THE WORST IS YET TO COME:
Although projections vary, there is a kind of consensus among financial analysts that the outlook should improve in the second half of the year.
However, many warn that the economic impact has not bottomed out, as the virus continues to spread rapidly .
"The worst for the economy is yet to come in the coming months," wrote Joachim Fels in a note to his clients, global economic adviser to PIMCO (Pacific Investment Management Company), a firm that manages large-scale investment funds.
["Coronavirus threatens to paralyze global growth," said Tom Orlik, chief economist at Bloomberg Economics.]
While Jan Hatzius, chief economist at investment bank Goldman Sachs , informed clients that the duration and depth of the economic downturn depend on the measures taken by governments.
It remains to be seen "whether health authorities can materially delay the spread of the virus through increased testing, restrictions on mass gatherings and quarantines of infected people."
Neil Shearing, chief economist at analyst firm Capital Economics, warned that if conditions worsen, a "sharp, but probably short, recession is coming ."
And he added that as the virus spreads, there is a good chance that the most negative scenario of economic projections will become the most likely.

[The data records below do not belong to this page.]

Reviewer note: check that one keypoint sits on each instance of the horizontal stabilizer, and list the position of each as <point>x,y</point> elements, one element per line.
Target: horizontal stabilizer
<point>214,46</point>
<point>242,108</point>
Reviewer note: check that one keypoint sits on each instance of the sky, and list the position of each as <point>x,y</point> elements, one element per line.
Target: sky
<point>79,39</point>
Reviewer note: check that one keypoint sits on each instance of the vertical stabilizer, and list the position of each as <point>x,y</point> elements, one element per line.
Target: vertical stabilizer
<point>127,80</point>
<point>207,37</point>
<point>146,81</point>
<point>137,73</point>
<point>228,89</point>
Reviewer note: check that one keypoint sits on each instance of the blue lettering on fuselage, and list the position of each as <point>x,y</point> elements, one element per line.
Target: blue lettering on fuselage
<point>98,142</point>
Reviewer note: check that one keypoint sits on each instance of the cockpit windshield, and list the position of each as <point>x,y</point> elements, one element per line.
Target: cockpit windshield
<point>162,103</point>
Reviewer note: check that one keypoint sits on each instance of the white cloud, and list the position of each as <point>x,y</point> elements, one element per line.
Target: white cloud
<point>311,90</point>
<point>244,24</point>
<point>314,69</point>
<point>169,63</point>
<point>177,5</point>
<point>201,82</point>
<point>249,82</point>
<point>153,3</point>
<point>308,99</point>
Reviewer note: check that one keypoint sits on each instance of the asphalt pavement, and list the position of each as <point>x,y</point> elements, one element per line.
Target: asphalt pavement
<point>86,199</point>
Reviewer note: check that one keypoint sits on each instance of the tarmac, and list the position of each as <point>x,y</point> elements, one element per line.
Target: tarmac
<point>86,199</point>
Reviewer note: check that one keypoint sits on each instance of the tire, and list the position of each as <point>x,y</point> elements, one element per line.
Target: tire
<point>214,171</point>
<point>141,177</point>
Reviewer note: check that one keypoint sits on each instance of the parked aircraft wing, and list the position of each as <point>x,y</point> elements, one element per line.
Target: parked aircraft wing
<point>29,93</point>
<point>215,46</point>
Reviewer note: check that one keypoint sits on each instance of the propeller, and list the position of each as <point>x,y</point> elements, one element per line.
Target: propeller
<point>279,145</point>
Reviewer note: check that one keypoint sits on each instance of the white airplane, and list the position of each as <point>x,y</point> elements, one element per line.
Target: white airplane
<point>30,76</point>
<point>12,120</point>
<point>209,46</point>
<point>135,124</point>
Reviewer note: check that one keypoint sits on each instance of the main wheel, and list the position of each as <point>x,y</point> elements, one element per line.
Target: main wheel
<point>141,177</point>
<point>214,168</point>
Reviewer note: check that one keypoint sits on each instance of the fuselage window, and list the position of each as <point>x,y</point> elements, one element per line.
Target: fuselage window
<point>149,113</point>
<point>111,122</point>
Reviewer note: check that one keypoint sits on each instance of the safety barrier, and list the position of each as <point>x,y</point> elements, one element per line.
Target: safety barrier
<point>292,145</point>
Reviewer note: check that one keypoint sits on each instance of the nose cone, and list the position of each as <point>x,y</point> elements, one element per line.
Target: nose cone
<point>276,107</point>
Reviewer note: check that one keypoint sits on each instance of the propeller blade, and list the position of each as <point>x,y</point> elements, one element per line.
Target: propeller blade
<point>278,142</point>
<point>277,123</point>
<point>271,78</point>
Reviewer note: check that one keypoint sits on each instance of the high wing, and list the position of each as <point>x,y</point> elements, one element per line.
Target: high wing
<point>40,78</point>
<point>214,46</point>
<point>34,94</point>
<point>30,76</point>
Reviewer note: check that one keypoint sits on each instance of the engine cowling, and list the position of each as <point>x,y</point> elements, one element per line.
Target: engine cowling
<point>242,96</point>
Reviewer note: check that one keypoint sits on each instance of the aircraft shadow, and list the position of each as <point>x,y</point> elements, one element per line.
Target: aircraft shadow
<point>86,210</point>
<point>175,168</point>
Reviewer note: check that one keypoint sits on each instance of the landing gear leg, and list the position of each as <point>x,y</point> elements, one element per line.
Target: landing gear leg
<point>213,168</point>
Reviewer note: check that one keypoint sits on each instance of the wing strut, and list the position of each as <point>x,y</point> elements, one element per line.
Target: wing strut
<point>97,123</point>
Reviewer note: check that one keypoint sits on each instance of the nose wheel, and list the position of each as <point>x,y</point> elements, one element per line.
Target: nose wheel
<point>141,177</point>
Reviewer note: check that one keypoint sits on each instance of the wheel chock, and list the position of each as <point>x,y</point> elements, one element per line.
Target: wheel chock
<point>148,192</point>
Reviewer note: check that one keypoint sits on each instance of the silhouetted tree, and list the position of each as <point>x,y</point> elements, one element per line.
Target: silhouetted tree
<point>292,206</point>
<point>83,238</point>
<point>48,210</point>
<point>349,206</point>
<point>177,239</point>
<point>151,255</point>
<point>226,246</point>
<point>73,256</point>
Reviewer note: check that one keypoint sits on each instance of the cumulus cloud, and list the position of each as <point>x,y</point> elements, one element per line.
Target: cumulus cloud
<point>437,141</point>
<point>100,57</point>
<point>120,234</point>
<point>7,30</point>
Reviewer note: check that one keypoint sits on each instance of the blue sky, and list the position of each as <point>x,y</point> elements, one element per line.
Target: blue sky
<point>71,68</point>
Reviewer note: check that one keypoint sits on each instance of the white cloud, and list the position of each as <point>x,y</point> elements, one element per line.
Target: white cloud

International organizations have also made projections considering different scenarios, according to the rate of spread of the virus.
In the worst case scenario, world economic growth could drop to half of what had been projected (falling as low as 1.5%), according to the Organization for Economic Cooperation and Development (OECD).
And the United Nations Conference on Trade and Development (UNCTAD) this week warned that the cost of the crisis in global income could reach US $ 2 trillion, and that the duration and depth of the crisis will depend on three things.: How far and how fast will the virus spread, how long will it take before a vaccine is found, and how effective will governments be at mitigating the damage.